Check you're using PHP 7.4.3 (critical), and Opcache is enabled. Also, check your storage directory is writable.

As a safe-bet, you can use the safe preloader script in darkghosthunter/preloader/helpers/safe-preloader.php and debug the error.

If you're sure this is an error by the package, open an issue with full details and stack trace. If it's a problem on the Preloader itself, issue it there.

  • Why I can't use something like php artisan laraload:generate instead? Like a Listener or Scheduler?
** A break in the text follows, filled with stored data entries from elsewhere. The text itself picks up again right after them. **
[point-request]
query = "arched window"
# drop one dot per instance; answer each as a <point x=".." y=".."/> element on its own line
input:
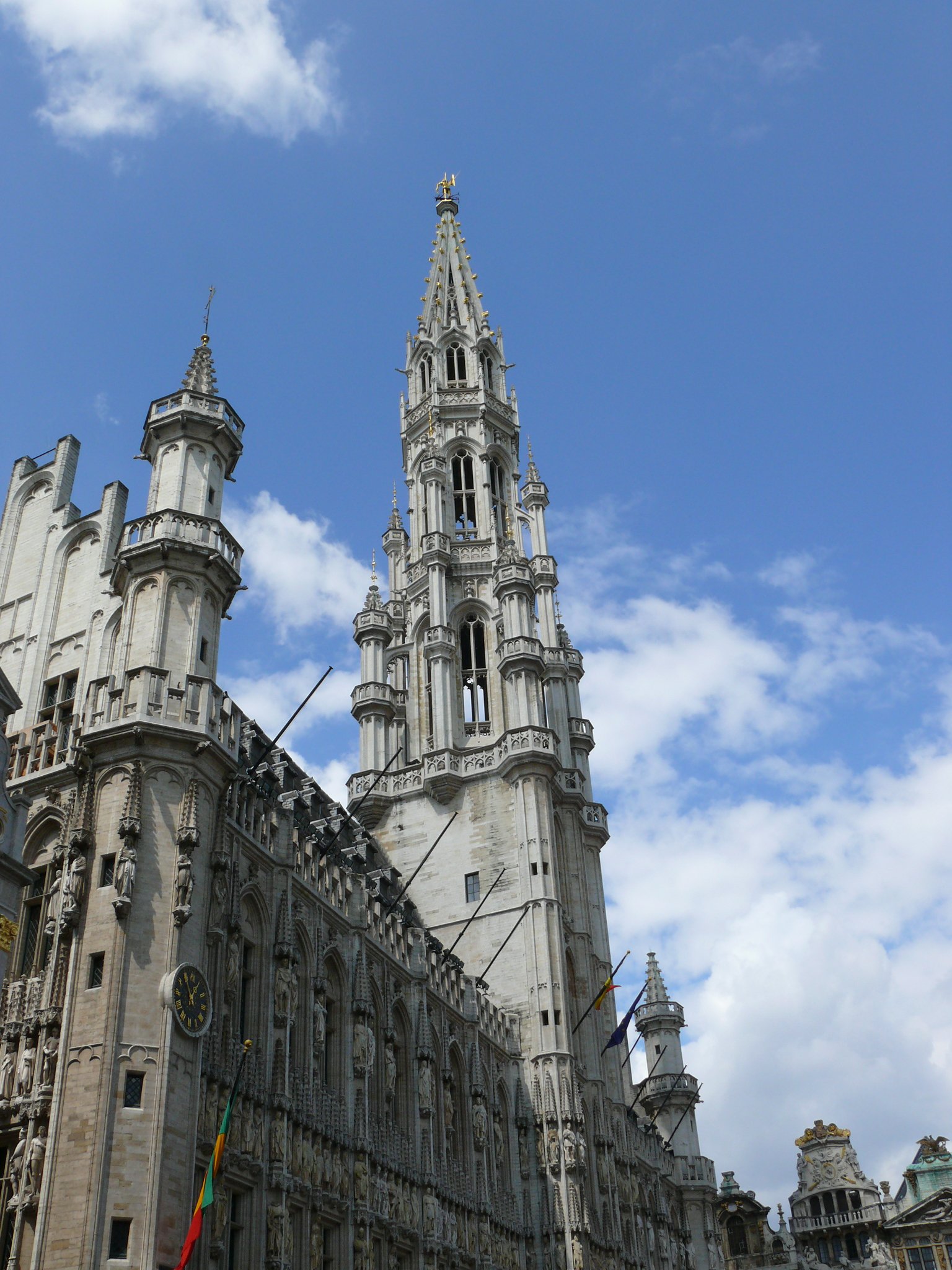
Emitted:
<point x="456" y="365"/>
<point x="426" y="374"/>
<point x="736" y="1236"/>
<point x="496" y="489"/>
<point x="472" y="665"/>
<point x="487" y="367"/>
<point x="464" y="495"/>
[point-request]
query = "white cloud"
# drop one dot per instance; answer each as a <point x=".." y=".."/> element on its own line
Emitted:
<point x="801" y="905"/>
<point x="118" y="66"/>
<point x="294" y="569"/>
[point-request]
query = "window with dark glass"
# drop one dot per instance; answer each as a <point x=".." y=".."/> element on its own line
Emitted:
<point x="487" y="367"/>
<point x="472" y="665"/>
<point x="120" y="1238"/>
<point x="496" y="491"/>
<point x="456" y="365"/>
<point x="133" y="1093"/>
<point x="464" y="495"/>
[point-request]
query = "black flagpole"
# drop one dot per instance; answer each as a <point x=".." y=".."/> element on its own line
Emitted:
<point x="641" y="1086"/>
<point x="505" y="943"/>
<point x="592" y="1006"/>
<point x="478" y="912"/>
<point x="692" y="1104"/>
<point x="275" y="744"/>
<point x="392" y="905"/>
<point x="664" y="1100"/>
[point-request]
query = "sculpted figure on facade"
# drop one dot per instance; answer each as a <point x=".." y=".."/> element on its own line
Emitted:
<point x="51" y="1054"/>
<point x="24" y="1071"/>
<point x="125" y="877"/>
<point x="426" y="1088"/>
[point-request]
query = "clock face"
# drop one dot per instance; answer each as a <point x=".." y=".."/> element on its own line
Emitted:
<point x="191" y="1000"/>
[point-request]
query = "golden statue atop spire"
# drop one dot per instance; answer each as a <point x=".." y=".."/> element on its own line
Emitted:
<point x="446" y="184"/>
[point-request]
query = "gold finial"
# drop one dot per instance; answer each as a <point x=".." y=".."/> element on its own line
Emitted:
<point x="207" y="314"/>
<point x="446" y="184"/>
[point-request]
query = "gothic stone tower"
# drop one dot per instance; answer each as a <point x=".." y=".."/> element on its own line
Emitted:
<point x="469" y="704"/>
<point x="123" y="744"/>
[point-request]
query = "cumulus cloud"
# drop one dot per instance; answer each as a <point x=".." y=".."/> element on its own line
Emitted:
<point x="121" y="68"/>
<point x="798" y="894"/>
<point x="294" y="568"/>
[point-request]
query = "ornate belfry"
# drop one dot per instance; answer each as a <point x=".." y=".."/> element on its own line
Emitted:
<point x="469" y="706"/>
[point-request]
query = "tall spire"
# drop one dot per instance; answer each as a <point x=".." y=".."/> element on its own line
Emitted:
<point x="200" y="376"/>
<point x="656" y="990"/>
<point x="452" y="298"/>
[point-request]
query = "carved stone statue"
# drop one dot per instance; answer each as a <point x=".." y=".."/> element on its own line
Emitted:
<point x="15" y="1166"/>
<point x="24" y="1072"/>
<point x="283" y="978"/>
<point x="320" y="1023"/>
<point x="426" y="1088"/>
<point x="8" y="1066"/>
<point x="184" y="881"/>
<point x="276" y="1231"/>
<point x="390" y="1068"/>
<point x="480" y="1124"/>
<point x="125" y="877"/>
<point x="51" y="1053"/>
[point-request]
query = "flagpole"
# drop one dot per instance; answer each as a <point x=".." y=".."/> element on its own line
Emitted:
<point x="664" y="1100"/>
<point x="692" y="1104"/>
<point x="592" y="1006"/>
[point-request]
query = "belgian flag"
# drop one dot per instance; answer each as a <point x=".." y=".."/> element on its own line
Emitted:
<point x="206" y="1197"/>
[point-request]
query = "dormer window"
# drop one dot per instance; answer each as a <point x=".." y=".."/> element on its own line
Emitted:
<point x="487" y="367"/>
<point x="456" y="365"/>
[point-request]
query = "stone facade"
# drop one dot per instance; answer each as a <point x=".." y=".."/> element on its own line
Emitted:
<point x="842" y="1219"/>
<point x="403" y="1105"/>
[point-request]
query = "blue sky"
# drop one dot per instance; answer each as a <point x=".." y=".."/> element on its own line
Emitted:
<point x="716" y="239"/>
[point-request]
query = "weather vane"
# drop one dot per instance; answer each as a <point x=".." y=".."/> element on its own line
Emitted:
<point x="208" y="308"/>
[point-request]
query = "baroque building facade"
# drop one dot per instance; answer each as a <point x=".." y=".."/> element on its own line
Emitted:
<point x="426" y="1086"/>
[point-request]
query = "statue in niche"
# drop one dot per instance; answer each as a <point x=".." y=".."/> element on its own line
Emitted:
<point x="184" y="882"/>
<point x="578" y="1255"/>
<point x="51" y="1053"/>
<point x="15" y="1166"/>
<point x="426" y="1088"/>
<point x="276" y="1231"/>
<point x="24" y="1072"/>
<point x="125" y="877"/>
<point x="320" y="1023"/>
<point x="220" y="900"/>
<point x="283" y="978"/>
<point x="390" y="1068"/>
<point x="480" y="1123"/>
<point x="8" y="1067"/>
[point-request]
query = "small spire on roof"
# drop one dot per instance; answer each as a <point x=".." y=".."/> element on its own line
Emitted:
<point x="200" y="376"/>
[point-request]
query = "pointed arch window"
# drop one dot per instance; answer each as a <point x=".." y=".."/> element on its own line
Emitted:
<point x="426" y="374"/>
<point x="464" y="495"/>
<point x="475" y="676"/>
<point x="487" y="367"/>
<point x="496" y="491"/>
<point x="456" y="365"/>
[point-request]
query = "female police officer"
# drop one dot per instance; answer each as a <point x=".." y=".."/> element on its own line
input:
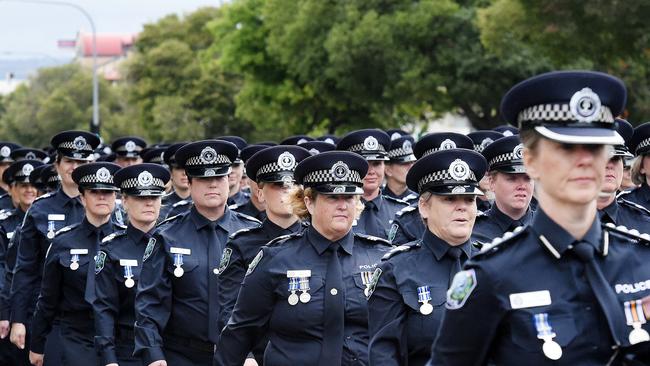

Opcache is not enabled when using PHP CLI. You must let the live application generate the list automatically on demand.

  • Does this excludes the package itself from the list?

It does not: since the underlying Preloader package may be not heavily requested, it doesn't matter if its excluded or not. The files in Laraload are also not excluded from the list, since these areneede to trigger the Preloader itself without hindering performance.

  • I activated Laraload but my application still doesn't feel snappy. What's wrong?

Laraload creates a preloading script, but doesn't load the script into Opcache. Once the script is generated, you must include it in your php.ini - currently there is no other way to do it. This will take effect only at PHP process startup.

If you still feel your app is slow, remember to benchmark your app, check your database queries and API calls, and queue expensive logic, among other things.

  • How the list is created?

Basically: the most hit files in descending order. Each file consumes memory, so the list is soft-cut when the files reach a given memory limit (32MB by default).

  • You said "soft-cut", why is that?

Each file is loaded using require_once, which also loads its other file links. If the last file is a class with links outside the list, these will be called to avoid unresolved dependencies.

  • Can I just put all the files in my project?

Yes, but including all the files of your application may have diminishing returns compared to, for example, only the most used. You can always benchmark your app yourself.

  • Can I use a Closure for my condition?

No, you must use your the default condition class or your own class, or use Class@method notation.

  • Can I deactivate the middleware? Or check only XXX status?

Nope. If you are looking for total control, use directly the Preloader package.

  • Does the middleware works on testing?

Nope. The middleware is not registered if the application is running under Unit Testing environment.

  • How can I know when a Preload script is successfully generated?

When the Preload script is called, you will receive a PreloadCalledEvent instance with the compilation status (true on success, false on failure). You can add a Listener to dispatch an email or a Slack notification.

If there is a bigger problem, your application logger will catch the exception.

  • Why now I need to use a callback to append/exclude files, instead of a simple array of files?

This new version uses Preloader 2, which offers greater flexibility to handle files inside a directory. This approach is incompatible with just issuing directly an array of files, but is more convenient in the long term. Considering that appending and excluding files mostly requires pin-point precision, it was decided to leave it as method calls for this kind of flexibility.

License

This package is licenced by the MIT License.